As time as gone by we have added many more trees, shrubs and bushes and I have previously posted photographs of lemons, apple blossom, bird of paradise flowers, figs, oranges and some of the many beautiful wildflowers at present gracing the garden.
Despite the apparent poor quality of the soil, the valley where we live is extremely green with trees and vines growing down the hillside. Newly planted trees need care for the first year or two, but once established seem to thrive, provided they are given sufficient irrigation.
The nature of the ground is generally sloping, rough and rocky with poor, shallow soil over bedrock. Untended ground is usually very hard (with need for a pick-axe to dig holes for planting) allowing deluges of rain little chance to penetrate the soil, thereby creating deep channels where the water has run off .
However, it’s not all bad news as there are patches of slightly deeper soil here and there, and it’s one of these that last week we decided to transform into a small vegetable patch.

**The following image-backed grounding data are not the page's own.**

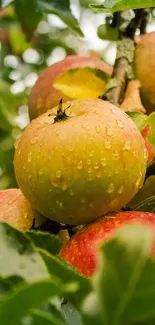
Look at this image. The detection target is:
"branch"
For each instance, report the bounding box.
[101,9,150,107]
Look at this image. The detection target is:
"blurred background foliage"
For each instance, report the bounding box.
[0,0,155,190]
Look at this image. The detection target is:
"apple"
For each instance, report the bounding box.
[14,98,147,225]
[28,55,112,120]
[0,188,45,231]
[134,32,155,112]
[60,211,155,276]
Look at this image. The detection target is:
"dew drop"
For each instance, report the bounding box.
[118,185,124,194]
[4,215,9,220]
[87,159,91,165]
[28,152,32,162]
[14,139,20,150]
[77,161,83,170]
[55,130,60,136]
[96,170,102,178]
[89,150,94,157]
[100,157,107,167]
[56,170,62,178]
[89,135,94,141]
[72,124,76,128]
[39,169,43,175]
[95,126,101,133]
[23,213,28,219]
[61,181,68,191]
[94,162,99,169]
[124,140,131,150]
[112,152,119,160]
[87,174,93,182]
[28,175,32,180]
[144,148,148,159]
[105,140,111,149]
[88,168,92,174]
[81,198,86,204]
[56,200,63,208]
[69,190,74,196]
[106,126,113,136]
[117,120,124,128]
[107,183,115,194]
[89,202,94,209]
[31,138,37,144]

We were able to buy some little plug plants in Vélez-Málaga, at a total cost of just over 11 euros and, after quite a bit of digging, raking and throwing out stones, we finally got to plant red, green and hot peppers, chard, squash, green beans, red and green lettuce, red onions, fennel and melons.
After three days, I can report that the little plants appear to be doing well. I’ll keep you posted on their progress!